Review: Planningtorock “All Love’s Legal”

03 Feb 2014 — Evelyn Malinowski

There is something saddening about admission, to obtaining a goal much dreamt of.

Planningtorock’s highly anticipated All Love's Legal, out in the matter of a few weeks on Human Level Recordings, more than presents us to this acute emotion. While the album possesses experimental dance songs like “Misogyny Drop Dead” and “Let’s Talk about Gender Baby," which are doubtlessly of anthem caliber, other songs like “Welcome,” “Words are Glass,” and "Answerland," ensue striking ambient embodiments of melancholy after admission. In this context, the saddening admission is that gender equality and human rights for all are still overshadowed by xenophobia and oppressive religious belief. The album's tones of sadness are rooted in lamentation for dreams of a better political environment, for not being told that you cannot "fall in love with whoever you want to." It’s like we’re not in 2014, and the hands of feudalism, which worked to try and model society after antiquated depictions of the ascent to heaven, are gripping desperately on modern society before they can't to hold on anymore.

Medievalism is inherently misogynist, and while PTR shouts with her difficult-sounding voice that misogyny should drop dead and step back, it is the patriarchical practice of marriage that corrals us, which should see the ax first, and head over and out. Furthermore, taking into account the themes of steps on the album, we have ourselves a funny sort of medieval deconstruction of All Love's Legal.

13th century poet Chretien de Troyes epitomized the melancholy that succeeds admission and obtainment in the Arthurian romance Erec and Enide. Although this romance comes from a literary epoch around 1170, it communicates a timeless, tragic aspect of heroism: putting down your sword after getting the lady of your dreams. Due to their intense attraction, Erec and Enide hardly leave the bed after their wedding until Enide, satisfying the feminine eavesdropper archetype, overhears Erec’s former comrades talk shit about his becoming a lover: "He turned all his attention to embracing and kissing her; he pursued no other delight.
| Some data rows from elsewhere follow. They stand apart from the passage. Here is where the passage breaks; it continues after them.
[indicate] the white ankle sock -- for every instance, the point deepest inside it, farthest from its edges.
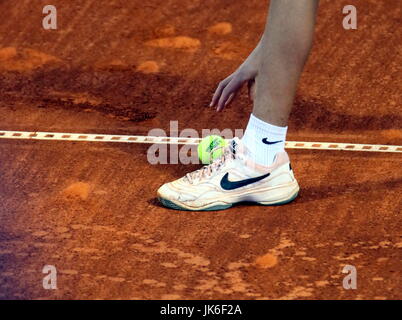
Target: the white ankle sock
(263, 140)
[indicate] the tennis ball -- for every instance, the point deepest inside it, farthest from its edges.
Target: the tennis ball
(211, 148)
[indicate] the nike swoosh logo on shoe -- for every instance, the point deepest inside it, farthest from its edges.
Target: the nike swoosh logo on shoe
(232, 185)
(270, 142)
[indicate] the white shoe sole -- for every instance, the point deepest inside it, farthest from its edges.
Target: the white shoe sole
(277, 195)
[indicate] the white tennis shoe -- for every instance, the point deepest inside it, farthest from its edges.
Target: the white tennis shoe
(231, 179)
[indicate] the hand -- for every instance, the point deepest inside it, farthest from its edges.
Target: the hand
(228, 88)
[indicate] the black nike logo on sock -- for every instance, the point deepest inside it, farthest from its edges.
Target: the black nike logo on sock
(270, 142)
(231, 185)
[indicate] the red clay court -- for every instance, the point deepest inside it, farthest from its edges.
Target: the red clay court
(126, 67)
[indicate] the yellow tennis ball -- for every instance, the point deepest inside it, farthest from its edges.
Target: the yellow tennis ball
(211, 148)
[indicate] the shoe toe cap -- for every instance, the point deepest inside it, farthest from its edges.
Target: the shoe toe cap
(169, 191)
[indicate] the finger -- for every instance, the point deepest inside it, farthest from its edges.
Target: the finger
(229, 90)
(230, 99)
(251, 89)
(219, 90)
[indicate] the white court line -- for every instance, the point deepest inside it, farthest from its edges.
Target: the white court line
(58, 136)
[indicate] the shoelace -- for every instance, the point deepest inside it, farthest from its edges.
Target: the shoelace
(207, 171)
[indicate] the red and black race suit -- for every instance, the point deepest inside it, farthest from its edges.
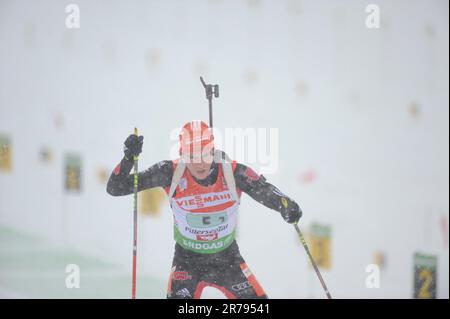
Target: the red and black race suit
(191, 272)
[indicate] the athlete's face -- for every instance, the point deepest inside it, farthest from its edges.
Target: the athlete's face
(199, 166)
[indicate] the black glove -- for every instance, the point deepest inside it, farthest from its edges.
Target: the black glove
(133, 146)
(291, 212)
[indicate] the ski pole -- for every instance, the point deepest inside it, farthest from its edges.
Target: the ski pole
(303, 241)
(135, 184)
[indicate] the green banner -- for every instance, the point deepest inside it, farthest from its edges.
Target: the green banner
(72, 172)
(425, 273)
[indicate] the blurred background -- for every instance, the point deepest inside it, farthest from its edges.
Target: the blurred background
(362, 116)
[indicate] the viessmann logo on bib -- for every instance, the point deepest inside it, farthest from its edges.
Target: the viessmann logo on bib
(204, 200)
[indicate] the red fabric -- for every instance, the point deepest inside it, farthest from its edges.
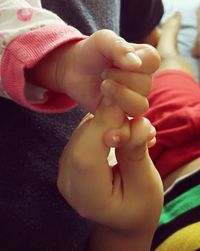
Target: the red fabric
(24, 52)
(175, 113)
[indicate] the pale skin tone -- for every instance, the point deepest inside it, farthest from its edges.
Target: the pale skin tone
(76, 68)
(116, 199)
(196, 48)
(171, 59)
(118, 189)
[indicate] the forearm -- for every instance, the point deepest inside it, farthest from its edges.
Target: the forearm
(106, 239)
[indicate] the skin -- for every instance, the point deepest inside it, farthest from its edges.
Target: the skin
(196, 48)
(70, 69)
(121, 210)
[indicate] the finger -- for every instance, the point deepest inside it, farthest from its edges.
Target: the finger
(138, 82)
(116, 49)
(129, 101)
(117, 137)
(133, 158)
(81, 174)
(149, 56)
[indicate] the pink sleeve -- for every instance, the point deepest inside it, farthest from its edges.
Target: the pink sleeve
(24, 52)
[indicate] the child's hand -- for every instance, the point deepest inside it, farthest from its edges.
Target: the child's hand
(127, 197)
(77, 68)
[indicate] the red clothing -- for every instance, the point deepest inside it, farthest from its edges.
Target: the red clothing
(175, 113)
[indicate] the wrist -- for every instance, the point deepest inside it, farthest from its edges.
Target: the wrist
(105, 239)
(49, 72)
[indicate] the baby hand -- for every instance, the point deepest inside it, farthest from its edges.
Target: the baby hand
(79, 73)
(117, 197)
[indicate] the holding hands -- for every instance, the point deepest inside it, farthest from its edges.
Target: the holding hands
(126, 198)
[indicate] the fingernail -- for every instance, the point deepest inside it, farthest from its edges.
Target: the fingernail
(116, 139)
(108, 87)
(104, 74)
(132, 58)
(107, 101)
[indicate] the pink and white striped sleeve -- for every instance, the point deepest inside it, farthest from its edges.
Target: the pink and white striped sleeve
(27, 34)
His companions were grieved by this and often lamented among themselves, saying that he loved her far too much."

Then Enide admits this to Erec: “My lord, since you press me so, I shall tell you the truth; I shall conceal it from you no longer, but I fear it will distress you. Throughout this land all people … are saying that it is a great shame that you have laid down your arms. Your renown has greatly declined …. It grieves me deeply when they speak so, and it grieves me even more that they place the blame on me."
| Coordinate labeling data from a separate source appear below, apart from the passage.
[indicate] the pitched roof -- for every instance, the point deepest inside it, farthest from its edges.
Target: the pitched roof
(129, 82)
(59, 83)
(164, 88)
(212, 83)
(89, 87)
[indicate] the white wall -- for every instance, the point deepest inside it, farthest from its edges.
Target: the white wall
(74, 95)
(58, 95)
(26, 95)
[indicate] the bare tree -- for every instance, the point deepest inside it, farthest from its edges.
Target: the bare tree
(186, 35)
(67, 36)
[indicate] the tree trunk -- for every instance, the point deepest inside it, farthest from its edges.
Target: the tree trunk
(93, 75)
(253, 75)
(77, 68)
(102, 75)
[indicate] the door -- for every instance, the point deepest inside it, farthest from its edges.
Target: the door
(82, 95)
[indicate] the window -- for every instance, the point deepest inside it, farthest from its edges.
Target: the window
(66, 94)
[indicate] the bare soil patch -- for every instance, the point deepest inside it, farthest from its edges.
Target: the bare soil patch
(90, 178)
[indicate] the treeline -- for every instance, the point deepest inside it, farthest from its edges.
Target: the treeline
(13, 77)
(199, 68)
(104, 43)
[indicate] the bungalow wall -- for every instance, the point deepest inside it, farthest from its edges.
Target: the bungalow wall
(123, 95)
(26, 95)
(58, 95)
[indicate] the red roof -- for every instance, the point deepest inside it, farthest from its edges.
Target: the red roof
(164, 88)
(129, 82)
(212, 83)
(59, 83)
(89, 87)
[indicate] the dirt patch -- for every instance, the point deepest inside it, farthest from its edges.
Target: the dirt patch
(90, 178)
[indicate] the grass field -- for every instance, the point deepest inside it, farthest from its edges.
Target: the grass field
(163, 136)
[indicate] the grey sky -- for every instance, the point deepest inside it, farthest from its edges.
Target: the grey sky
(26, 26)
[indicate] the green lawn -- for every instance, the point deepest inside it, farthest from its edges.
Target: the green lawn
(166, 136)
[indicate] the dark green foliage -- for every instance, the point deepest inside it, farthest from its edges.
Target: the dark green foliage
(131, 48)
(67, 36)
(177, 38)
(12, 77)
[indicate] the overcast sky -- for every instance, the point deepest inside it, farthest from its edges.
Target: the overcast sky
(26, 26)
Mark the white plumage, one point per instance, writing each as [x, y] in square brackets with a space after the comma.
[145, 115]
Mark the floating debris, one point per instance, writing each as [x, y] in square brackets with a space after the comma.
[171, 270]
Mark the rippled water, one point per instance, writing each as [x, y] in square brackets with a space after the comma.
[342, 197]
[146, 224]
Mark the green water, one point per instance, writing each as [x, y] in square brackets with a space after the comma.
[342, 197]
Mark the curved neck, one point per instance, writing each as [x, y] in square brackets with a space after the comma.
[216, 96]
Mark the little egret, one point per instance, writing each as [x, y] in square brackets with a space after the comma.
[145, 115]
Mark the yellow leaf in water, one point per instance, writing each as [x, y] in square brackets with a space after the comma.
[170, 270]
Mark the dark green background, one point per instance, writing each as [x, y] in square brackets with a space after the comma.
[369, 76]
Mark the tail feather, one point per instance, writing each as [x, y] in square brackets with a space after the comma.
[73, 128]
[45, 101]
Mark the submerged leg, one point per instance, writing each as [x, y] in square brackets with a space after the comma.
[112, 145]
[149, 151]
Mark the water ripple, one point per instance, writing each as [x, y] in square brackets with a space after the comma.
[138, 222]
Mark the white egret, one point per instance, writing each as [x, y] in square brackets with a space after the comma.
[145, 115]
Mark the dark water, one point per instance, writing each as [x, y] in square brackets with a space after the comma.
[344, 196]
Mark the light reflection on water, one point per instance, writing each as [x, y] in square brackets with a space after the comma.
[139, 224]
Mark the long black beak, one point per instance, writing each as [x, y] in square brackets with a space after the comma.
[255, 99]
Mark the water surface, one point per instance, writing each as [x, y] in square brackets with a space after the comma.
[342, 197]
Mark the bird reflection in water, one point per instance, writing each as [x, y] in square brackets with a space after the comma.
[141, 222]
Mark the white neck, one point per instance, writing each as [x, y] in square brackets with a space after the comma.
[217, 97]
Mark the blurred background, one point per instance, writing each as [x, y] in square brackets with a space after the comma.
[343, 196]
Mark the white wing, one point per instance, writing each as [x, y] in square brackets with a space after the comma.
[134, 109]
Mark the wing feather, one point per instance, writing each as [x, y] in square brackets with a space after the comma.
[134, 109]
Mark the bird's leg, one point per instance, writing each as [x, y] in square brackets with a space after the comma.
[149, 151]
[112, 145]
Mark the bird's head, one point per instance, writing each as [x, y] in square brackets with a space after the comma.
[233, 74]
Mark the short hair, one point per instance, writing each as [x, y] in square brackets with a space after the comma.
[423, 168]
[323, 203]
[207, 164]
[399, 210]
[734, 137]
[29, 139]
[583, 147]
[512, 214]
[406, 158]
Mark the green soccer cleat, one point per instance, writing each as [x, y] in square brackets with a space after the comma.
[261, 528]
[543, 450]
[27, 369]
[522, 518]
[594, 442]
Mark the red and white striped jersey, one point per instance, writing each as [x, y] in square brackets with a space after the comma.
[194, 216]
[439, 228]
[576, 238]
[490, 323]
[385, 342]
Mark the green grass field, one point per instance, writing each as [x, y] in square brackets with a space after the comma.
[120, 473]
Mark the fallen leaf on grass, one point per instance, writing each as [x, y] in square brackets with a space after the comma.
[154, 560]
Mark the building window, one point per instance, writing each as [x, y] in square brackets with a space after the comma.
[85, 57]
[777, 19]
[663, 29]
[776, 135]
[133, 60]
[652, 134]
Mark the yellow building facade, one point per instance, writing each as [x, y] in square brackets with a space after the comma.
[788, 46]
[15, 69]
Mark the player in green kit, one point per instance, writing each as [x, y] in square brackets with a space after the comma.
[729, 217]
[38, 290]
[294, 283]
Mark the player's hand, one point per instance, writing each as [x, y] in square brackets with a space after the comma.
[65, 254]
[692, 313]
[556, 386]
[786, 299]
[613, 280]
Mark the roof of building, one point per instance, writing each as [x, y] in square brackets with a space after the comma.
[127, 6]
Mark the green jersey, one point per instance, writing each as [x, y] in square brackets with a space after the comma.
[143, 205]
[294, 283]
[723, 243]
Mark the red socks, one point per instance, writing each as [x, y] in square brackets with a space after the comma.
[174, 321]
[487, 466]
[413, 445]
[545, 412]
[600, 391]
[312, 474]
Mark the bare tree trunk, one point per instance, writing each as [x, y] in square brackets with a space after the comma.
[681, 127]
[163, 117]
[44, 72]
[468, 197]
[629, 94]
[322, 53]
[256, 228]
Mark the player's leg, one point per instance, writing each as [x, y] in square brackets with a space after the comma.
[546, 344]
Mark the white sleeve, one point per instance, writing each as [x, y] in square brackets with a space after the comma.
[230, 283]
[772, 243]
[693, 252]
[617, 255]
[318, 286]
To offset their toxic lulling, they go on a journey together with a rule that disallows Enide to look back at Erec riding behind her. This metaphor, arguably, is about punishing Enide for her admission. Be that the case or not, it is still Erec’s admission and obtainment of the object of his affection that initializes crisis in the tale; it is Erec’s obtainment that causes others, including Enide, to lament.

I draw on de Troyes because it reflects on the lamentation afoot on PTR’s new work and likewise subverts the misogynistic promotion bound to art in medieval society. While Erec and Enide struggle due to giving into heterosexual, ordained love, PTR contends with the burden of having to speak up for ongoing issues concerning gender equality in the modern day, since ambivalance seems to have taken over to an extent. The haunted, ineffable parts of All Love's Legal specifically come from a struggle similiar to Enide's, that state of awareness of a truth that the target audience doesn't want to hear. Just because some progress has been made as far as equality goes doesn’t mean that the journey to make the situation more sustainable and gender aware should pause. What happened with the members of Pussy Riot between 2012 and 2013 in Russia is an enormous example, and irrefutably part of the inspiration behind this album's concept. 

Can PTR’s next album please be a full-on ambient one, exploring the sound of this phenomenon further? In the mean time, All Love’s Legal is indeed a chivalrous performance at the court of an already gender aware kingdom. Let’s help it reach the serfs who scoff at or are unaware of using human drama to learn about the nature of love and liquidity of sexuality.

All Love's Legal is out February 18th on Human Level Recordings.